同じ日が暮れて、違う星が落ちる
私はこの駅を知っている。

考え事をしていたら目的の駅を通りすぎてしまっていて、導かれるようにこの駅に降り立った。
折り返すべきか一瞬だけ考えて、もう用事には間に合わないと判断して改札を抜けた。


私の家の最寄り駅から快速電車で五つ目の小さな駅。
おそらく普通に生活していたら降りないだろう、この閑散とした駅を何度か訪れたことがある。

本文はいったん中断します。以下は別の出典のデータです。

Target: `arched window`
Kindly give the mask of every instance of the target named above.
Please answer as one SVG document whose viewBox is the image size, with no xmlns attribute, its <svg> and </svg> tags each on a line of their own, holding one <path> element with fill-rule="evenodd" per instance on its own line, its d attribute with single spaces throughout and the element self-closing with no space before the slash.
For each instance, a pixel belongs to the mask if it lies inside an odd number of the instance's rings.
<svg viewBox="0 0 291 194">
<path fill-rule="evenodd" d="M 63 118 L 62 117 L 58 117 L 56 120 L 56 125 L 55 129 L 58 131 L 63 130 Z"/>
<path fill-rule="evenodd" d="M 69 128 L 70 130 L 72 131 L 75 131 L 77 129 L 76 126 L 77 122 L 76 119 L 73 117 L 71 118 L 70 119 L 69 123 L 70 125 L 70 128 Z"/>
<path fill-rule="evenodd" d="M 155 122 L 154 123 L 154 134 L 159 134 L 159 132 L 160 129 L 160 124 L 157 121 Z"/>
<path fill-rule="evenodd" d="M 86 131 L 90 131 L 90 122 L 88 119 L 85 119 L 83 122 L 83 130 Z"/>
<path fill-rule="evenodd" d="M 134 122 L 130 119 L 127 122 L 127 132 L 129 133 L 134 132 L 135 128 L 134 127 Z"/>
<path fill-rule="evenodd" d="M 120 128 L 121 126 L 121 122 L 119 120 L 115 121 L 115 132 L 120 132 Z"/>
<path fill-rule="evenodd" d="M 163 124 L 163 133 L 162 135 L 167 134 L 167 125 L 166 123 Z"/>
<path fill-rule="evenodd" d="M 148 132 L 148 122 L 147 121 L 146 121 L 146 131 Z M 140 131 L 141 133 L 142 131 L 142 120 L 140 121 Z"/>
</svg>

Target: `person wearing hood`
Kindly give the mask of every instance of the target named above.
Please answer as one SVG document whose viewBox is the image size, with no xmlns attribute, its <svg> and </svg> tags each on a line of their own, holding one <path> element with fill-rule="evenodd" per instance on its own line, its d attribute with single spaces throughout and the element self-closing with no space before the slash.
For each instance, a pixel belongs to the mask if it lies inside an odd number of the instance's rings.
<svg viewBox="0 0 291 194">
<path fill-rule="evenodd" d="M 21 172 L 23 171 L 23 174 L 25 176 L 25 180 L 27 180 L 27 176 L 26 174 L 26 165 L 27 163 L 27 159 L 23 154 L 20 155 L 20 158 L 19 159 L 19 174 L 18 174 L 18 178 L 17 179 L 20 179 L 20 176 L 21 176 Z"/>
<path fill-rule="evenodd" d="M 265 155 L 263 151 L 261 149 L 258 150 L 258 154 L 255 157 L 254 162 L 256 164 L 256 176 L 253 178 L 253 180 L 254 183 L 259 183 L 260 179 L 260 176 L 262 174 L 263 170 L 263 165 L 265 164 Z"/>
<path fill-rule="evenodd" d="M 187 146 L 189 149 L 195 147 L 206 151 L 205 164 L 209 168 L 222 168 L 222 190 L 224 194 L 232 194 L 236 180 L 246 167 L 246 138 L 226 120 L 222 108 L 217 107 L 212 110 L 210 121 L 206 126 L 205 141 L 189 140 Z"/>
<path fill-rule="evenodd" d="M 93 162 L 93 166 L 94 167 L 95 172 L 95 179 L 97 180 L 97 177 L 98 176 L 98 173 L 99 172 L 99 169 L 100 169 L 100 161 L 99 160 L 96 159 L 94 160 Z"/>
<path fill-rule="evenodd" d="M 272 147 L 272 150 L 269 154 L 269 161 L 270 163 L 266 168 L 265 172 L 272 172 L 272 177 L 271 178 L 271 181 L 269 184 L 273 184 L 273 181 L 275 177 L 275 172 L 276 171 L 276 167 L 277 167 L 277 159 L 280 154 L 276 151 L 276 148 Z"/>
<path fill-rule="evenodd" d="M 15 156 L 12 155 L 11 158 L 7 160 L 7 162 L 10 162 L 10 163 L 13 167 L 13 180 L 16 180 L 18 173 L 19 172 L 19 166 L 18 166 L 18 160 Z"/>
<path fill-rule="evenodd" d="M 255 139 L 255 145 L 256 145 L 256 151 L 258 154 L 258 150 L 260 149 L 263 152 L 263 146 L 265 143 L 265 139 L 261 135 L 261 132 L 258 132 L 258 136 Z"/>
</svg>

一年ぶりの景色に胸が痛くなるのは、懐かしさのせいだけではないと分かっていた。


私は慣れた足取りで改札を出て左に曲がり、階段を軽快に駆け降りる。
日が暮れてきて、夕陽が無機質なアスファルトもすれ違う人も全てオレンジ色に染める。
あたたかいな、と感じる自分がいた。


『なんでだろう。誰とも話してないのに皆オレンジ色に染まってるだけで、皆あたたかく感じるんだよな。って、いや、あの、恥ずかしいから忘れて』


彼の声が脳内再生されて、照れ笑いを浮かべた横顔を思い出す。

『忘れないよ、私もそう思うよ』

あの時、きっと友達にも言わないようなことを話してくれているんだろうなと思った。


駅の外に出て、そのまま道なりに歩く。

目的地はここから見えないけれど、そこに何があるかは覚えている。